The study comprised 66 patients who received 0.3 mg, 1 mg or 3 mg of NGM282 daily for up to 2 weeks. Patients then began concurrent therapy with daily 20 mg Crestor (rosuvastatin, AstraZeneca) whether statin naive or switching from concurrent statin therapy.
At week 2, LDL cholesterol was significantly elevated in the NGM282 0.3 mg group (27.6 mg/dL; P < .001), the 1 mg group (54.2 mg/dL; P < .001), and the 3 mg group (50.6 mg/dL; P < .001) compared with baseline.
LDL-C rapidly decreased after rosuvastatin initiation with changes of 43.2 mg/dL in the 0.3 mg group, 59.2 mg/dL in the 1 mg group, and 46.3 mg/dL in the 3 mg group by week 4. The decline of LDL-C continued through week 6 and week 12.
At week 12, 83% of patients in the NGM282 0.3 mg group, 76% in the 1 mg group, and 79% in the 3 mg group achieved LDL-C levels lower than baseline.

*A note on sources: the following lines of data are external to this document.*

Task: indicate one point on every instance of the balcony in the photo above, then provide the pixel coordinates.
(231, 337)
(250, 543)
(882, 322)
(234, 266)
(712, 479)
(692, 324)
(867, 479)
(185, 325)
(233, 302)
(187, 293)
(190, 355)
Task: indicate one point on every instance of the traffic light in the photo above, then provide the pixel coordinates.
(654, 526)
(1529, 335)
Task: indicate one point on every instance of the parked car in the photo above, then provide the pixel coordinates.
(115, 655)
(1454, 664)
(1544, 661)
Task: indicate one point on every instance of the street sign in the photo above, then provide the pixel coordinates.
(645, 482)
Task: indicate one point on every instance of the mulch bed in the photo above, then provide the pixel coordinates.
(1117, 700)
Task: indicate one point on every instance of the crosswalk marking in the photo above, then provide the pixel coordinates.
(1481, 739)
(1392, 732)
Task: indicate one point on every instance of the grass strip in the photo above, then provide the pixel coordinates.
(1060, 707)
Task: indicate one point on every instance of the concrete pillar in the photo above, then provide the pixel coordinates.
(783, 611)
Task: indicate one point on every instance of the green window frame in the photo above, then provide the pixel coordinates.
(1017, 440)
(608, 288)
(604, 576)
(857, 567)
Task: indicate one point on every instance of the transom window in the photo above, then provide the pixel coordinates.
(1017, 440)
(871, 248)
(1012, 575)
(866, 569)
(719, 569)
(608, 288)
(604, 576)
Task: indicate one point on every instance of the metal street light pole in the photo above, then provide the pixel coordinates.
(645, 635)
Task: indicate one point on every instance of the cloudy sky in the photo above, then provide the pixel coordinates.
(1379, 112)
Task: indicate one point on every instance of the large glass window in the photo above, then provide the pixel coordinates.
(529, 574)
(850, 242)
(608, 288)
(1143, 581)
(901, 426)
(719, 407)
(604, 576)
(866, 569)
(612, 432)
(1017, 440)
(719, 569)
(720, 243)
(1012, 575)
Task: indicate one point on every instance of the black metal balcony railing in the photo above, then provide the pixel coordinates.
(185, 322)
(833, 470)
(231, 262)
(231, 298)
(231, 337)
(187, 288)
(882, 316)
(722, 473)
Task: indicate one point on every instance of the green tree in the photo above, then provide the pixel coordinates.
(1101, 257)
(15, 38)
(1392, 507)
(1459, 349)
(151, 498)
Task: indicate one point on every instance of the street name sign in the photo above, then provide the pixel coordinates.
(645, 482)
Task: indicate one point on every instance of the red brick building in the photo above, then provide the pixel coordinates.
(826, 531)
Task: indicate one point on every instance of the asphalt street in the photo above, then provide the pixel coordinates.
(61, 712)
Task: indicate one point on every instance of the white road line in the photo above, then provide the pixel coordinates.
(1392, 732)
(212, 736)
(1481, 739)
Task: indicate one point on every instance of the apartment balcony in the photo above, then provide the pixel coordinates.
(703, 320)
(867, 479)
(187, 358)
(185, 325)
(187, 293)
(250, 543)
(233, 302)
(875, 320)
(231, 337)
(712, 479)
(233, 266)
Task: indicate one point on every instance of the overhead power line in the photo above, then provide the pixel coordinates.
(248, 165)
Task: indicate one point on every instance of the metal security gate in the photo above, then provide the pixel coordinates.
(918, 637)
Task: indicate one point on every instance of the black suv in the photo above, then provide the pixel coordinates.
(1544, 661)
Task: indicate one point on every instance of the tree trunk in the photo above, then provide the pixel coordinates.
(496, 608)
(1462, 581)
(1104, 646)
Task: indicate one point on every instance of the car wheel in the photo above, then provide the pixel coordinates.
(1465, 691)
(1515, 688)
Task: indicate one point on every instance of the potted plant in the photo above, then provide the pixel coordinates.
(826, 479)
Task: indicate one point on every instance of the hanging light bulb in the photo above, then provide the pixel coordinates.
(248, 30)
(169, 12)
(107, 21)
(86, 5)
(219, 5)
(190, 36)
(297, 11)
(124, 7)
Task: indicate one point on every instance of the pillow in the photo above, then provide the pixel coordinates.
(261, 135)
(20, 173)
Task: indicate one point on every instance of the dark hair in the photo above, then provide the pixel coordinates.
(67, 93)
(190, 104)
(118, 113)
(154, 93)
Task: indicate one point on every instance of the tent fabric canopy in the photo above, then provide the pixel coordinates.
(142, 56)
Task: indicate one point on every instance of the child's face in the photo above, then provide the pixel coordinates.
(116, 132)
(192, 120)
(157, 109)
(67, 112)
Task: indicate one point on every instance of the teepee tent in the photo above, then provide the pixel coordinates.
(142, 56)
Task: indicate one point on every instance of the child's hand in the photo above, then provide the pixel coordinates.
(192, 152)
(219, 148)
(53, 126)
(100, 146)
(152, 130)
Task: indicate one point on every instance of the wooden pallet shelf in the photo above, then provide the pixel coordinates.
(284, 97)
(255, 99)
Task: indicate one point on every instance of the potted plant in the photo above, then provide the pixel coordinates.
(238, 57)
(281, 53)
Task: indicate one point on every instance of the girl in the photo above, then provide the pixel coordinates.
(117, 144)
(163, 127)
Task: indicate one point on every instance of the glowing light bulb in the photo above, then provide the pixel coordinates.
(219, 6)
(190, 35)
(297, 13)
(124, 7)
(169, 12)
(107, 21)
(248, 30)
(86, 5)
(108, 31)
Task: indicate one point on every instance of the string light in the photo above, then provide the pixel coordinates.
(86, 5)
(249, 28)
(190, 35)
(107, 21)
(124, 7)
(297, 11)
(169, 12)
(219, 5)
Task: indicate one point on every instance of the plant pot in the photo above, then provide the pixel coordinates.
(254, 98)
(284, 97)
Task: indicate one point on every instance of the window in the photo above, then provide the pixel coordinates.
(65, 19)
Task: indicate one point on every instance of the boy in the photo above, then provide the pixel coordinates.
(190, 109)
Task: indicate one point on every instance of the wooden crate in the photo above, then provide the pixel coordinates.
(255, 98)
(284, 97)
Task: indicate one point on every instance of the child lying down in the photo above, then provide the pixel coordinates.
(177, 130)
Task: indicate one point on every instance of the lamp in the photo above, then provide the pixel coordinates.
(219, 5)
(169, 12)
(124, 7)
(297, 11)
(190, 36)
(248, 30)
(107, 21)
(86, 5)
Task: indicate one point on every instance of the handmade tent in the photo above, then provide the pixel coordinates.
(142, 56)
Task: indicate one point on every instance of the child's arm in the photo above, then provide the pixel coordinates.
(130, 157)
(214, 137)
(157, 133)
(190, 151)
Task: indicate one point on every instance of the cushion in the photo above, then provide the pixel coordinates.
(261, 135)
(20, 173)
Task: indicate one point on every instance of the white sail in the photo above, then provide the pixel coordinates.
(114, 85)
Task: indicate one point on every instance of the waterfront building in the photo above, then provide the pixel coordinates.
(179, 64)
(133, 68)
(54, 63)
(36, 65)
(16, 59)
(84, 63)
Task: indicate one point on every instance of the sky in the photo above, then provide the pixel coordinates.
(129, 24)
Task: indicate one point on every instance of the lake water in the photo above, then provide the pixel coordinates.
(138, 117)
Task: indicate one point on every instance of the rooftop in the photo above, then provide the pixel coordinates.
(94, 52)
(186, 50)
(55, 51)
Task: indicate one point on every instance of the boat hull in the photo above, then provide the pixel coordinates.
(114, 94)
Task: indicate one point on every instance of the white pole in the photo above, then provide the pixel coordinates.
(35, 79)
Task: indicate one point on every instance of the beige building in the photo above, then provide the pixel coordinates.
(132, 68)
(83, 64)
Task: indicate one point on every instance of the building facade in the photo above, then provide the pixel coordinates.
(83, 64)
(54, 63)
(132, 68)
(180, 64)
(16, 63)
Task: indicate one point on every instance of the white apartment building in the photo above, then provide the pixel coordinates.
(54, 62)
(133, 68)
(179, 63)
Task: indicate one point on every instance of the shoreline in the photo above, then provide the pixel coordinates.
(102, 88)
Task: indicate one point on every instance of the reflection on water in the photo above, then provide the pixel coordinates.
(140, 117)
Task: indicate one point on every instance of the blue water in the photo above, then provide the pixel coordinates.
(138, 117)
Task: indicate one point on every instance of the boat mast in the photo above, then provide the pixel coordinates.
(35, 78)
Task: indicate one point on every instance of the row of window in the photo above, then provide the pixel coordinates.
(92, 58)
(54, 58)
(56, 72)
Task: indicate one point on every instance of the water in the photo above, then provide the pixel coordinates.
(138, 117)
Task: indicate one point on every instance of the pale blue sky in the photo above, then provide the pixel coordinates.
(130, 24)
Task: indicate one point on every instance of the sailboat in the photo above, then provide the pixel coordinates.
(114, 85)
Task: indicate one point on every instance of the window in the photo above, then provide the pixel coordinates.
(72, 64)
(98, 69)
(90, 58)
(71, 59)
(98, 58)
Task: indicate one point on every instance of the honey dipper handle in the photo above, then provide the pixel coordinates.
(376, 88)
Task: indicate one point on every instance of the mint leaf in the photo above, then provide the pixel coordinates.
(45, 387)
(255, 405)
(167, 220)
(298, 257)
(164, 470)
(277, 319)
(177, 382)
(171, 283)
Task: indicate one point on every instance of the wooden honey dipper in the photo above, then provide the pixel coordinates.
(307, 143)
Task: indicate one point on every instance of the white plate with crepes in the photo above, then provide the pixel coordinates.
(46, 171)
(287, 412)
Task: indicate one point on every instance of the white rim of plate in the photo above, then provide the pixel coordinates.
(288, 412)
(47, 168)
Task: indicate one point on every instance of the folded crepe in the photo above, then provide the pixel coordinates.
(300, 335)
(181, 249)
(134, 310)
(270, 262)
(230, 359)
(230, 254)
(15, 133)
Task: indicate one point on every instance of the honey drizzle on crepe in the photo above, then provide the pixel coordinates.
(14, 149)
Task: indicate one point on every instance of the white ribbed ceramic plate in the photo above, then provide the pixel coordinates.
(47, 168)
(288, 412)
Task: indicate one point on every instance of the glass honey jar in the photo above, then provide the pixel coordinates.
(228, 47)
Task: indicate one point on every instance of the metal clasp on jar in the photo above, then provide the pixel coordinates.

Additionally, triglyceride plasma concentrations declined steadily during the study in all three NGM282 groups. The relative changes in triglyceride levels at week 12 were 14% in the 0.3 mg group, 26% in the 1 mg group, and 34% in the 3 mg group compared with baseline.
“Future studies should also explore lower rosuvastatin doses, slower escalation and alternative lipid-lowering therapies for coadministration with NGM282,” Rinella and colleagues wrote. “Further understanding of the cardiovascular effects of NASH and insights into potential cardiovascular benefits of treating this chronic disease may have important implications on clinical practice.” – by Talitha Bennett
Disclosure: Rinella reports research or grant support from Novartis; advisory committee or review panel roles with AbbVie and Intercept; and has consulted for Enanta, Fibrogen, Gilead, Immuron, Intercept, Madrigal, NGM Biopharmaceuticals, Novartis, Pfizer and Taiwan J. Please see the full study for the other authors’ relevant financial disclosures.